The team, led by PNNL's Richard Smith, will profile several hundred matched plasma and preserved tissue samples from the Walter Reed Clinical Breast Care Project cohort. The group will use genomic and transcriptional information matched to the samples to narrow down the list of candidate protein markers associated with triple-negative breast cancer for further analysis in plasma using selected-reaction monitoring MS.

Karin Rodland, a member of the PNNL team and a cancer biologist at the lab, told ProteoMonitor that the researchers are confident the study will allow them to collect enough "rich proteomic data to provide insight into how the proteome reflects the changes that have been observed at the mRNA level, [which] will inform insights as to the actual mechanisms of unregulated proliferation in triple-negative breast cancer cells."

The team hopes that information will eventually lead to the identification of therapeutic targets and the isolation of diagnostic signatures, though the study's initial 20-month funding period may only be a first step.

"In 20 months we're not going to get there," Rodland said. "But we're hoping some of those changes we see at the protein level are significantly robust that they show up in the plasma with enough sensitivity to potentially be diagnostic markers."

Because triple-negative breast cancers are difficult to detect using mammography, there is clinical need for a plasma-based test that could either be used as a companion to mammography screening, or as a standalone screening tool.

According to Rodland, PNNL has previously partnered with Walter Reed to develop proteomic technology to deal with OCT-embedded tissue for investigations of proteome differences between ER-positive node-positive and node-negative tumors.

The triple-negative cancer study is an extension of this earlier work, Rodland said, taking advantage of PNNL's "technical strengths" to examine a disease that has been a "really difficult nut to crack."

Triple-negative cancers are not only more aggressive, and more difficult to diagnose, than other types of breast cancer, but they are also disproportionately frequent in African-American women, who themselves represent a higher percentage of women in the military. "So this is clearly a question of interest to Walter Reed and the army medical folks," Rodland said.

In the upcoming study, PNNL will be looking at proliferation-associated pathways that are "not steroid receptor dependant and not EGFR axis dependant," according to Rodland.

"We are also going to be looking at some pathways known to cross-talk with [EGFR] for activating the MAP kinase pathway," she said. Additionally, the group may incorporate new data on pathways and targets from analyses of triple-negative samples performed by the Cancer Genome Atlas project, which are expected to be published soon.

According to Rodland many of the samples have already gone through exome and RNA sequencing. For any that haven’t, the Windber Research Institute, which houses the Walter Reed samples, will provide new exome and RNA-seq analyses.

The researchers plan to map the changes in abundance at the mRNA and protein level against gene amplification and deletions on the genomic level to narrow down the list of candidate biomarkers based on pathway analysis and concordance of expression.

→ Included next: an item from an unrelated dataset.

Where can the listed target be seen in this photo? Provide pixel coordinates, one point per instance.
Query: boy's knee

The project will start with an initial discovery phase using the Walter Reed tissue samples. Rodland said in an e-mail that the group will use a "custom-built automated 2D LC and/or metal-free HPLC system coupled to [a Thermo Fisher Scientific] LTQ-Orbitrap Velos hybrid MS instrument" for global proteomic and phosphoproteomic analysis.

Rodland said there are about 200 or 300 triple-negative samples within the Walter Reed Clinical Breast Care Project sample bank, but exactly how many the PNNL group analyzes will depend on the amount of tissue available in each.

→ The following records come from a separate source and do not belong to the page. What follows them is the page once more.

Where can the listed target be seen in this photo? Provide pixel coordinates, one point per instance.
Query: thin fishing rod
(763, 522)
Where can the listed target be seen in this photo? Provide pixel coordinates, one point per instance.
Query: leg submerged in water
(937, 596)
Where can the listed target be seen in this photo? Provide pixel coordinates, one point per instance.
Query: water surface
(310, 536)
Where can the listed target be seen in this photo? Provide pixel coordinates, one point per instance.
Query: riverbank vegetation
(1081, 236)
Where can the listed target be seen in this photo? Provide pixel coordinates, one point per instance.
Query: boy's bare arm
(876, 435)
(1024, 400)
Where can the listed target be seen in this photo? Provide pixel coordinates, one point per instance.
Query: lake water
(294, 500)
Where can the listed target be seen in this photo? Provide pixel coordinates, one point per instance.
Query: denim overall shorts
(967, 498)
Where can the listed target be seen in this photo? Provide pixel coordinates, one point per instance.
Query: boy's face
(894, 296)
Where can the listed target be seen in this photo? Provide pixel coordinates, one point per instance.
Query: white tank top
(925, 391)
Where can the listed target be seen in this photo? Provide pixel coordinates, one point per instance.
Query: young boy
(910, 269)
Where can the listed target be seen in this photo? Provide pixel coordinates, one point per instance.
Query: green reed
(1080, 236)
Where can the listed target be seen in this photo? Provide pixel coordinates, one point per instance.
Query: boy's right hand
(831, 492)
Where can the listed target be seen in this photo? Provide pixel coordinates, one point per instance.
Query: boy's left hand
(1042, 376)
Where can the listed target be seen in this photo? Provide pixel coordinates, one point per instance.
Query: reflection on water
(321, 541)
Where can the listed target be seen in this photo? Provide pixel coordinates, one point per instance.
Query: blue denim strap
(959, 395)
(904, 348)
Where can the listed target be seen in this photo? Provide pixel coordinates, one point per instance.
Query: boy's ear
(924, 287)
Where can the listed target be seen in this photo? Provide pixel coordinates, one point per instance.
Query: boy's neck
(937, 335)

The group will use SRM assays to measure the levels of selected proteins in the matched blood plasma samples to try to isolate proteins that can distinguish triple-negative cancers.

"We'll initially look with a standard SRM, antibody-free strategy," she said. "It's an immunodepletion strategy to remove the top 21 high abundant and moderately abundant proteins from plasma."

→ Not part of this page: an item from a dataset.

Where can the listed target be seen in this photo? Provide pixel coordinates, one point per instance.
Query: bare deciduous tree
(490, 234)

"Using that, we can get down to the low nanogram-per-milliliter range without further enrichment," she explained.

If the researchers find they need to look at a biomarker with lower than 5 ng/mL concentration they may also use a PNNL targeted selection strategy called PRISM (High Pressure High Resolution Separation with
Intelligent Selection and Multiplexing), Rodland added.

The study's DOD funding is for a 20-month period, and the team plans to use the first 12 months for the discovery work and the next eight for blood plasma analysis.

Rodland said that by the end of the study, the group hopes to have "an answer on whether we see proteins in the plasma that are unique to triple-negative breast cancer with sufficient robustness to justify going into a pre-clinical trial."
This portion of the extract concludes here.